Tubing has a fast-moving plot making the reader second guess every clue, and red-herring.  Even though the story is told mostly through the eyes of Polly. Well -built intertwined narratives on every character gives a real sense of depth, making no character feel wasted or just created to fill time between shocks. This is what made me read on forcing me to discover the final twist which trust me you don’t see coming. My only criticism would be that at times Polly’s character can play into the victim stereotype, as she struggles to escape the hold in which Sebastian has upon her.
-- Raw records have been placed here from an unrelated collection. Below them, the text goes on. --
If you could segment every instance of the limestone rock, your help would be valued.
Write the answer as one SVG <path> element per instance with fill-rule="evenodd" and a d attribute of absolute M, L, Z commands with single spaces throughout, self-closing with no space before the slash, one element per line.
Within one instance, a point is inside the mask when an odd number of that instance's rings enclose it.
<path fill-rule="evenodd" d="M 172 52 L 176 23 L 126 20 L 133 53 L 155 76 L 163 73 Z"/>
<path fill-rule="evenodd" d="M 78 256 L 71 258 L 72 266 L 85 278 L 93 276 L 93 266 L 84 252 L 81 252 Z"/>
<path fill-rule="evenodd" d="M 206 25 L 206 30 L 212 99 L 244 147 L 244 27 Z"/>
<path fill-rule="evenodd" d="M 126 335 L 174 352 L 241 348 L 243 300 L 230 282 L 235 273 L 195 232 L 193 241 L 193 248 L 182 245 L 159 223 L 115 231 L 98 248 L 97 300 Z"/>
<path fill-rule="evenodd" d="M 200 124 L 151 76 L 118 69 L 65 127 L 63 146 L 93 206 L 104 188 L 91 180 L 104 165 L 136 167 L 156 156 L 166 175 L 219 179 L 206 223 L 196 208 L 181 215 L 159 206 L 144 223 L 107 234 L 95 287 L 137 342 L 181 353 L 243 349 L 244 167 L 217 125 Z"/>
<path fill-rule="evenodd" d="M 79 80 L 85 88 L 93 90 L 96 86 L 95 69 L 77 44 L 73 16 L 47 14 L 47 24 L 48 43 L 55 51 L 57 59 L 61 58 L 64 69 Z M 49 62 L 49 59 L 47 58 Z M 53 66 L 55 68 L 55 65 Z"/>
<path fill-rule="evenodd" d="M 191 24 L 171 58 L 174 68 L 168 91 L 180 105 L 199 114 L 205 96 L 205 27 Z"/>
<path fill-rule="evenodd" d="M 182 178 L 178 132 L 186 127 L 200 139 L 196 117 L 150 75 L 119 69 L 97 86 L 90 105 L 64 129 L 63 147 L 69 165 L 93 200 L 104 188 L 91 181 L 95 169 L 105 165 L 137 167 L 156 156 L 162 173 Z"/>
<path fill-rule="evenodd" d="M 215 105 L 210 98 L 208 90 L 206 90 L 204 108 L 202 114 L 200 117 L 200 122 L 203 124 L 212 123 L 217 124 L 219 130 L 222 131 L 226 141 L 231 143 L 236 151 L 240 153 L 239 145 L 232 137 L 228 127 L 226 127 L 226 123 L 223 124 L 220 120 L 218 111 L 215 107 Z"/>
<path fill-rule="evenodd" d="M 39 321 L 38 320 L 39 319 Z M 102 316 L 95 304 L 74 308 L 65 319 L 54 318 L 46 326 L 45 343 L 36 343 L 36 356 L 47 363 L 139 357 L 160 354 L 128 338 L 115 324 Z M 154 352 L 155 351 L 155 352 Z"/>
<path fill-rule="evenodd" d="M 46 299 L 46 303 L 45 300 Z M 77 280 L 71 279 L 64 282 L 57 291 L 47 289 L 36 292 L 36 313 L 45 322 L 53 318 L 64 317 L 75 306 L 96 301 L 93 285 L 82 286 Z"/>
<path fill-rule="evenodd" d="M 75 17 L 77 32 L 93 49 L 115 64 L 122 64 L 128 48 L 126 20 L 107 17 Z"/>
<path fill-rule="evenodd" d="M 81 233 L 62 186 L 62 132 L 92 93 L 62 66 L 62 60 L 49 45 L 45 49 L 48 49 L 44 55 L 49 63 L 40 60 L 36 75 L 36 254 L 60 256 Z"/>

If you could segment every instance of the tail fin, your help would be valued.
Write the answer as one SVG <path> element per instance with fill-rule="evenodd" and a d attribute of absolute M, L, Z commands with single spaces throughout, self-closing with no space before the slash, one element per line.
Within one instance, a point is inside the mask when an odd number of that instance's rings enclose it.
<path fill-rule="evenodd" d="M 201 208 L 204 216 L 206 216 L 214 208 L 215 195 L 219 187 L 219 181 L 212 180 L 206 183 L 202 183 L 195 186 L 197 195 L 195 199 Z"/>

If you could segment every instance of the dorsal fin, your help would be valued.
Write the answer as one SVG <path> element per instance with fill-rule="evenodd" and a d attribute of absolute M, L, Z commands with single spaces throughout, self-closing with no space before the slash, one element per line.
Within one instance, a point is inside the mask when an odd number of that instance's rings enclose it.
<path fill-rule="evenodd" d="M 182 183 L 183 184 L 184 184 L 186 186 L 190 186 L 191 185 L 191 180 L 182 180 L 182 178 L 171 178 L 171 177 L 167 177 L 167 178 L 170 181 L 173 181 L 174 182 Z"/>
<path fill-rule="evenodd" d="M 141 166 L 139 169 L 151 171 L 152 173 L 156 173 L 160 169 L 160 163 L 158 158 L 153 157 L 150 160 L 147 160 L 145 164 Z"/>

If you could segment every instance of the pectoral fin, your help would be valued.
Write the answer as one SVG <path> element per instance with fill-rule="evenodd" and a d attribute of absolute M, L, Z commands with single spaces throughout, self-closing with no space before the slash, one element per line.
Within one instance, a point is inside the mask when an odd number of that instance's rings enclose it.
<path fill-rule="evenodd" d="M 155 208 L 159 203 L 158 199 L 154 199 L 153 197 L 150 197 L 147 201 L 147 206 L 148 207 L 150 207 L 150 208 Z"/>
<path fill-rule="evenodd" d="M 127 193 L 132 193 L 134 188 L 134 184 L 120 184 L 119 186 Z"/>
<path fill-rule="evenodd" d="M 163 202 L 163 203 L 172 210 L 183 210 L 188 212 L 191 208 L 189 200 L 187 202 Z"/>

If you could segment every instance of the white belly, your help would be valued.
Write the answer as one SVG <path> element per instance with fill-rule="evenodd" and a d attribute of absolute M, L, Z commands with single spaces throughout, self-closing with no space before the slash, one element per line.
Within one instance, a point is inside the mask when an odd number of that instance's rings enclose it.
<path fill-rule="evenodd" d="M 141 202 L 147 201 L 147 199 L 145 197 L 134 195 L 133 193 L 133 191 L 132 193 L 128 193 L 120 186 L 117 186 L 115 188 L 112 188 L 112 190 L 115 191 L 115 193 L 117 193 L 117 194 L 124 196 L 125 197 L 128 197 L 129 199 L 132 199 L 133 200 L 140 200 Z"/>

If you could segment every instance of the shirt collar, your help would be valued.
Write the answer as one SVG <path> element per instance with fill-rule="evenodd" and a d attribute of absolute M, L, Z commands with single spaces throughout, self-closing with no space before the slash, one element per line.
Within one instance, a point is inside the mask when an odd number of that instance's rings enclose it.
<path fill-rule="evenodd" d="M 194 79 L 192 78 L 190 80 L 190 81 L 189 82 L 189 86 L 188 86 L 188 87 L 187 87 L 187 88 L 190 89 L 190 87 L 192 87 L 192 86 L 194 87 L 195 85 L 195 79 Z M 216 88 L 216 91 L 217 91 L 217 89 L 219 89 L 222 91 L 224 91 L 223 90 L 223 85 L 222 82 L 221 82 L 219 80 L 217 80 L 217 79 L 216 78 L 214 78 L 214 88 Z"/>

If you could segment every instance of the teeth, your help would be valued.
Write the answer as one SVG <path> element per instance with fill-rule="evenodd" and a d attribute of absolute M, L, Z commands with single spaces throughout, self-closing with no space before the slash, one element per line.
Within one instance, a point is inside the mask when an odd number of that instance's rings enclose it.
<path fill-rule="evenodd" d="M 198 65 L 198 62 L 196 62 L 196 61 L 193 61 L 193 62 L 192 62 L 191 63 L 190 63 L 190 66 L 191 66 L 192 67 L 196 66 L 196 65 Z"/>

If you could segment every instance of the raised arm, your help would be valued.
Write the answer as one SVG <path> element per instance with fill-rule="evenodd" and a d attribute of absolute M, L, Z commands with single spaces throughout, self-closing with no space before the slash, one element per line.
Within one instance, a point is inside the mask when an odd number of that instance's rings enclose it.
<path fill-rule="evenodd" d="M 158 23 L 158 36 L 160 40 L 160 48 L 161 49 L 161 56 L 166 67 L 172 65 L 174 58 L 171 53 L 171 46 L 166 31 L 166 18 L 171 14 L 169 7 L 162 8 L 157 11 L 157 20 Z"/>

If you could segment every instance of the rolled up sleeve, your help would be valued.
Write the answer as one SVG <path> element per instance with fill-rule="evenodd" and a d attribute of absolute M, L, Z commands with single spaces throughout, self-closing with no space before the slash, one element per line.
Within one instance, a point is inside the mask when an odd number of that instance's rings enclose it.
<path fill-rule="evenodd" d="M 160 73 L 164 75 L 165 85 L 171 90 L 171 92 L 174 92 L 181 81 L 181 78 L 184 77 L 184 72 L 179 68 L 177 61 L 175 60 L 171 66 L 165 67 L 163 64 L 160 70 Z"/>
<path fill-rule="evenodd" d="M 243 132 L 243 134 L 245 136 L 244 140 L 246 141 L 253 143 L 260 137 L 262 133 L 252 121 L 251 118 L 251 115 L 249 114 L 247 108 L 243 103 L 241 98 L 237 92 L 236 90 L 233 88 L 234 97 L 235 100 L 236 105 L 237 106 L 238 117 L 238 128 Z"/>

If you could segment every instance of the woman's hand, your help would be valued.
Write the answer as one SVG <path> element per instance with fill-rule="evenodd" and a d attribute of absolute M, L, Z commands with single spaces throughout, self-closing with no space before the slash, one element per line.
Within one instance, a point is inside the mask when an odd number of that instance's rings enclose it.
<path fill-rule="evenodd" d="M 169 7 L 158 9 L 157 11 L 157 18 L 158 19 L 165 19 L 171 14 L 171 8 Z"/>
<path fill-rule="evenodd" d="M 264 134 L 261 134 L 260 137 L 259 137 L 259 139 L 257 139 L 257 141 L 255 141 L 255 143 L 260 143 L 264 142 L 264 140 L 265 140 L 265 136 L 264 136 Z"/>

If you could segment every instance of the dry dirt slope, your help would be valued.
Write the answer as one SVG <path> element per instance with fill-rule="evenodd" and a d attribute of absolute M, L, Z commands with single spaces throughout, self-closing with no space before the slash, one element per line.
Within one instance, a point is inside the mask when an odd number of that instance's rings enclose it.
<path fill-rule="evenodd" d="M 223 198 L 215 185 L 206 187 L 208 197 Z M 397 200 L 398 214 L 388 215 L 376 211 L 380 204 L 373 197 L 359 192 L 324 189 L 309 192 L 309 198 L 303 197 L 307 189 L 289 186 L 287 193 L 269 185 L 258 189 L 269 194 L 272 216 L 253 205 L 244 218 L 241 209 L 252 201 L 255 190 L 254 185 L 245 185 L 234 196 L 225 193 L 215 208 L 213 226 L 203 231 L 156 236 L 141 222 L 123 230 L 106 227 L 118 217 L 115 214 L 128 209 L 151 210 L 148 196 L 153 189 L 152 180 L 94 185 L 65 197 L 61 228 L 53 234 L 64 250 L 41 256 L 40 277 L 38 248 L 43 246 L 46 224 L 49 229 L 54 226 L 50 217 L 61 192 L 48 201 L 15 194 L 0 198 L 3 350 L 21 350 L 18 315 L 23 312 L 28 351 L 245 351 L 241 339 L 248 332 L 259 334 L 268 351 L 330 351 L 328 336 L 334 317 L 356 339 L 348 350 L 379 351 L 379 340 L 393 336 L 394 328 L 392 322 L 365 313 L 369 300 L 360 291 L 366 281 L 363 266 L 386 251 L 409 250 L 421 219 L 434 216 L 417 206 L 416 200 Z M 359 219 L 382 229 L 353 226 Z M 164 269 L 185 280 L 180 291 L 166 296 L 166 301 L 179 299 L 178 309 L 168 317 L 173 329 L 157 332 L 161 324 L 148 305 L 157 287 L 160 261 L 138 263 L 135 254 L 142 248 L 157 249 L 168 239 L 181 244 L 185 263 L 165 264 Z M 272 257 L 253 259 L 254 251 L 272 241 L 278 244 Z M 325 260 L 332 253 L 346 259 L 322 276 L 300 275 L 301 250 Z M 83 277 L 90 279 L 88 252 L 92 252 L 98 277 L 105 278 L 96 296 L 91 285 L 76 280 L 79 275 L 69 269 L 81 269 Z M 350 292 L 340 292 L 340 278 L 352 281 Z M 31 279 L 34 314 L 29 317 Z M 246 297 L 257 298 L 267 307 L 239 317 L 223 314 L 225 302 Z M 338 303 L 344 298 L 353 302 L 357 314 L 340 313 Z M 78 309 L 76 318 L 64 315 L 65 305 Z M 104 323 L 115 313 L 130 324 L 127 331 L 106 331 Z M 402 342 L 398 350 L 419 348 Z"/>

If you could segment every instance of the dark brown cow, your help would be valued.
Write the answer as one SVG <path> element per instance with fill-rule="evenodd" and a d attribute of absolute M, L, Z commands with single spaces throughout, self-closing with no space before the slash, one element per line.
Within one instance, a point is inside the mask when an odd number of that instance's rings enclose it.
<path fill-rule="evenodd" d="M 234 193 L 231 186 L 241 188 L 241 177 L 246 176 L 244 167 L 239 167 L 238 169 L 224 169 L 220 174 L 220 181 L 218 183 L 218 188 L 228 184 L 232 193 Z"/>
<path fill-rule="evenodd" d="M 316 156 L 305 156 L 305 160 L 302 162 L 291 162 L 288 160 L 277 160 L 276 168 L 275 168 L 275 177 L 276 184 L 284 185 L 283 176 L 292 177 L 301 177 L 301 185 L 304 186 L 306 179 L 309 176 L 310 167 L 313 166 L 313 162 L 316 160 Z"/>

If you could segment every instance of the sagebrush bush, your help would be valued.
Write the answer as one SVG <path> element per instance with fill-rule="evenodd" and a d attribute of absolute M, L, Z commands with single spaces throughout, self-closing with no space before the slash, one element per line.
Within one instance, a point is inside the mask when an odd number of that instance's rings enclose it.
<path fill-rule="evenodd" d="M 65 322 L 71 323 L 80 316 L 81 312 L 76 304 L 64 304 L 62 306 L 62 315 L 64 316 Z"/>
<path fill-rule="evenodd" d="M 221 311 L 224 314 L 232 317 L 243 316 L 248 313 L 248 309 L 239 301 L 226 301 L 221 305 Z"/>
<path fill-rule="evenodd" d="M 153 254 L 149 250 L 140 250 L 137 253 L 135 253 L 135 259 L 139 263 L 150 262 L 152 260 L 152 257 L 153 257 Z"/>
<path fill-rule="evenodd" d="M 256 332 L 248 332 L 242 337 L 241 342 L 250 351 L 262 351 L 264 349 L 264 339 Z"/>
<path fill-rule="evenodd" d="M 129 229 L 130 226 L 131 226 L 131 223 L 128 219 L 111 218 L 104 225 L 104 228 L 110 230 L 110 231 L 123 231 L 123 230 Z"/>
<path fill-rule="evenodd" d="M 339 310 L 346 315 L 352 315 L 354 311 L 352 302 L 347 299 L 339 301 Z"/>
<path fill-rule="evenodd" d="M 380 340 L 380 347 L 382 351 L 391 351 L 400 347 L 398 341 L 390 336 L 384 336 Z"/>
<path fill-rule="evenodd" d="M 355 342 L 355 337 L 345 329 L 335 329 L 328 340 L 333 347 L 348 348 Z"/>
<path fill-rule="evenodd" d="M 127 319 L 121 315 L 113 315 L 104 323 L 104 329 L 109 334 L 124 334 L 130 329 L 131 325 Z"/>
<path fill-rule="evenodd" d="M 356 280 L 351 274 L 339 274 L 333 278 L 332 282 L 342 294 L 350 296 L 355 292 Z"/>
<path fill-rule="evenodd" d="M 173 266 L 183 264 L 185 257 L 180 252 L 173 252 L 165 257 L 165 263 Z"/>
Making her question all she once held dear.

This is a highly polished debut from a writer who has clearly studied her craft. I look forward to seeing what she produces next. 4 Stars perfect for fans of Gone Girl, Girl on the Train, and in places 50 Shades. It doesn’t disappoint.

I received my copy from the publisher in exchange for an honest review. This doesn’t effect my views.

About the Author

ka

K.A. McKeagney studied psychology in Bristol before completing a Masters degree in creative writing at Brunel. She won the Curtis Brown prize for her dissertation, which formed the basis of her first novel Tubing. She has worked in London as a health editor writing consumer information as well as for medical journals. Her writing has been commended by the British Medical Association (BMA) patient information awards.

She is currently working on her second novel.